Robert Warshaw (above) issued a scathing report on the Oakland police dept. In return, Oakland city dministrator, Deanna Santana (below), claimed that
Warshaw tried to usurp her authority and made inappropriate comments.

Robert Warshaw is in high demand as a police force monitor and has worked on the monitoring teams for the Pittsburgh, Pa, Police Department, the Prince George's County, Md, Police Department, the Oversight Commission for Policing Reform in Northern Ireland, and the New Jersey State Police Department, who had to sign a consent decree because of instances of sexual assault by its officers, including the rape of a college student.

Not every police department is as good as the one in Niagara Falls.

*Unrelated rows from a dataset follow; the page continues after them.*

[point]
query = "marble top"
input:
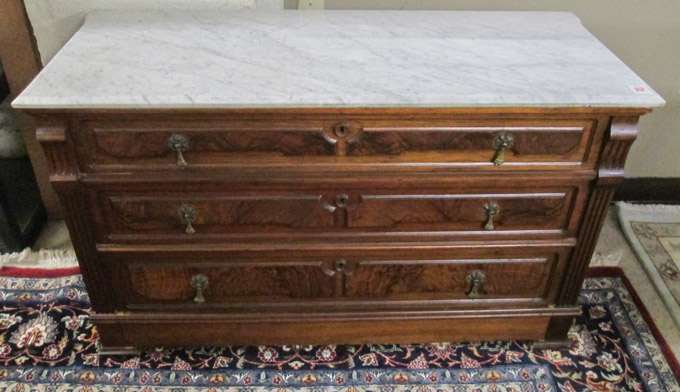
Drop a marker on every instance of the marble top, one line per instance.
(237, 59)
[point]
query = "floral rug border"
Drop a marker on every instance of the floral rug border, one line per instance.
(612, 293)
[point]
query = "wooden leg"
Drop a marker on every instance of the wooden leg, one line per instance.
(557, 335)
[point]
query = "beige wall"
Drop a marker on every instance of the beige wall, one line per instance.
(645, 34)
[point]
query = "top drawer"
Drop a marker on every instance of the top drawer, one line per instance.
(336, 144)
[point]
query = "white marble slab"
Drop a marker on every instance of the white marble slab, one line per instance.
(199, 59)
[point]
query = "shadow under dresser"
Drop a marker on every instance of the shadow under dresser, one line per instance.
(334, 177)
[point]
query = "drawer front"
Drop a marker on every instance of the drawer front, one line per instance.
(339, 278)
(336, 213)
(336, 144)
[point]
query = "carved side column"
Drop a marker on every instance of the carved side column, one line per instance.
(63, 167)
(621, 134)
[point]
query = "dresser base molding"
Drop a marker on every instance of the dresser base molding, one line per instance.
(121, 331)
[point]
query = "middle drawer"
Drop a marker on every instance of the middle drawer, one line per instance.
(337, 214)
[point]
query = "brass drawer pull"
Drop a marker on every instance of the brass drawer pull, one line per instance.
(179, 144)
(502, 143)
(199, 282)
(188, 215)
(476, 278)
(491, 210)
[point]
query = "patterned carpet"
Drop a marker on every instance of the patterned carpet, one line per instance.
(47, 344)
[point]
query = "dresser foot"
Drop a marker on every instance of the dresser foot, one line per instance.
(108, 350)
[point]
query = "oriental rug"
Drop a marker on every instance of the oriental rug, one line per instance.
(653, 232)
(48, 344)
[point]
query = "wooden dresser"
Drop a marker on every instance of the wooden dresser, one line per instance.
(338, 177)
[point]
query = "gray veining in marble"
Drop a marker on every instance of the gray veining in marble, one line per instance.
(199, 59)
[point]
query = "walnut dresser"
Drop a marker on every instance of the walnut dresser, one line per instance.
(334, 177)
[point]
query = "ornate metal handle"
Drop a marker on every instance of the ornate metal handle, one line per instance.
(188, 215)
(199, 282)
(501, 143)
(476, 278)
(491, 210)
(179, 144)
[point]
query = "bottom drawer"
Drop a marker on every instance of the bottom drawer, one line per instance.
(360, 278)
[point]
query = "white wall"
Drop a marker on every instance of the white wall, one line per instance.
(55, 21)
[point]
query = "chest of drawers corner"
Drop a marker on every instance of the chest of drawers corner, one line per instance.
(370, 219)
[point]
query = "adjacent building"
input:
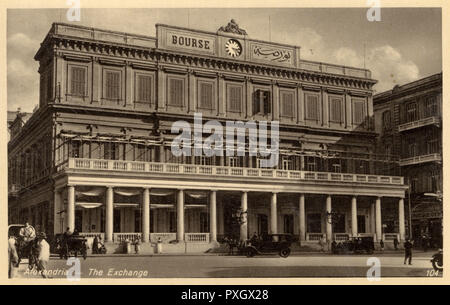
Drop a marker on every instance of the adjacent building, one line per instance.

In 2003, Warshaw went to Detroit to monitor the Detroit PD in order for them to comply with two federal court orders to settle lawsuits brought by the Justice Department over allegations of police brutality, detention of innocent homicide witnesses, unsafe holding cells where prisoners died, and the too frequent use of the choke hold and similar carotid holds, when deadly force was allegedly not necessary.

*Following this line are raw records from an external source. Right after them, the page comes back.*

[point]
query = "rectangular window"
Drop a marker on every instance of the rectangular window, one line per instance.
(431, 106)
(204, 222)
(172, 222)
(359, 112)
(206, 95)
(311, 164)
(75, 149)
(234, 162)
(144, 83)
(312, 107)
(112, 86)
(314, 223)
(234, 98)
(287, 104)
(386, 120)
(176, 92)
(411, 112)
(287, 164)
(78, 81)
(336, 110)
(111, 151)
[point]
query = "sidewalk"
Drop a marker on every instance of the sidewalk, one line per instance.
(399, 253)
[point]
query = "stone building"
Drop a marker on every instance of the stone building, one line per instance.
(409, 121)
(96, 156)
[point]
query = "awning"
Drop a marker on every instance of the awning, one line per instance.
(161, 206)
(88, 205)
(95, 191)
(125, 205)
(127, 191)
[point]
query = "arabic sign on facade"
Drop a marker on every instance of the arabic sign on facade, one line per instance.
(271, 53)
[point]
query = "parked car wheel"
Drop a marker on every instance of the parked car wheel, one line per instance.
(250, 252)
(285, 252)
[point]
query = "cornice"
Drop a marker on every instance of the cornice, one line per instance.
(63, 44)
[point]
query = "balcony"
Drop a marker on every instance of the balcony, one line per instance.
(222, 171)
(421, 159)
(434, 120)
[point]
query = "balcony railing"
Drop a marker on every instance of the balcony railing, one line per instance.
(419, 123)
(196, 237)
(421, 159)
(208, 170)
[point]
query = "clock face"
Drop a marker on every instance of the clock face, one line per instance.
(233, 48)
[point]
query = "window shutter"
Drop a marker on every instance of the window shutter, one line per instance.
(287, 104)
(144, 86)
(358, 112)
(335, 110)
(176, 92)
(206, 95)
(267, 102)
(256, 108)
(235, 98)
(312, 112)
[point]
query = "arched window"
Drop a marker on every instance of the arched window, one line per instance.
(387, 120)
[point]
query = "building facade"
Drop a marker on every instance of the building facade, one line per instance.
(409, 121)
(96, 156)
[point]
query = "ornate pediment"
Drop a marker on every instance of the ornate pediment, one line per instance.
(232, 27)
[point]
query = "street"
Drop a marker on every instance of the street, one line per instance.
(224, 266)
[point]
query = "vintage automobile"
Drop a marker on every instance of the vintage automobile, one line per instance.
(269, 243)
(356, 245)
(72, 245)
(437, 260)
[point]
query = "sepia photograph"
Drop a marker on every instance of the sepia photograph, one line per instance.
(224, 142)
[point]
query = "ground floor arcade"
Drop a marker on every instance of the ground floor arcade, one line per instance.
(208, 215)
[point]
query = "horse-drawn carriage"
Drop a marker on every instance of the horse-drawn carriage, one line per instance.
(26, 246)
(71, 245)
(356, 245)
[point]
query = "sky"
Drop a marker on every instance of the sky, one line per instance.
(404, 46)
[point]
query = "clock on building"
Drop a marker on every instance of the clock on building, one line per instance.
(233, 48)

The monitoring ran longer than expected. Warshaw’s entry into Detroit was prompted by the resignation of Sheryl Robinson Woods, who resigned from her position of monitor after the FBI discovered text messages that pointed to a personal relationship and inappropriate meetings between her and former Detroit Mayor Kwame Kilpatrick.

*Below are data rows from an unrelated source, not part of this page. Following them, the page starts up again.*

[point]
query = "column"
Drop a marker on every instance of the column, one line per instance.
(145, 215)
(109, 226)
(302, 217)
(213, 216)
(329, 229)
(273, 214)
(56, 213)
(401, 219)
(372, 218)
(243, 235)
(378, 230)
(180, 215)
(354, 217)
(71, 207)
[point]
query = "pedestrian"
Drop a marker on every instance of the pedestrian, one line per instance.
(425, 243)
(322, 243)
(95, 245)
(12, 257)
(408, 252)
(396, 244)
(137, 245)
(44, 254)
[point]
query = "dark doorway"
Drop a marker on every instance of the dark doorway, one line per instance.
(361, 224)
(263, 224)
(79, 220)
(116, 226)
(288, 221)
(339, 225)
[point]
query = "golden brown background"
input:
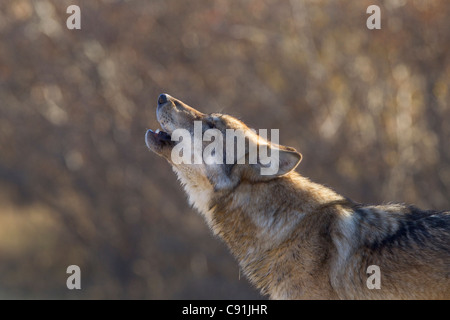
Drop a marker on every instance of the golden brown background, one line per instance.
(369, 110)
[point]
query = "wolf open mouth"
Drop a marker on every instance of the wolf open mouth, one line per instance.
(160, 135)
(156, 140)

Warshaw came on board at a rate of $1.1 million a year.

Warshaw, reportedly, was also quietly hired by the government of Puerto Rico to assist in mitigating political damage and possible intervention of the U.S. Department of Justice on the colonial government of Puerto Rico, as a result of complaints filed by the Puerto Rico chapter of the American Civil Liberties Union. The superintendent of the Puerto Rican police subsequently ordered the police not to use the choke hold.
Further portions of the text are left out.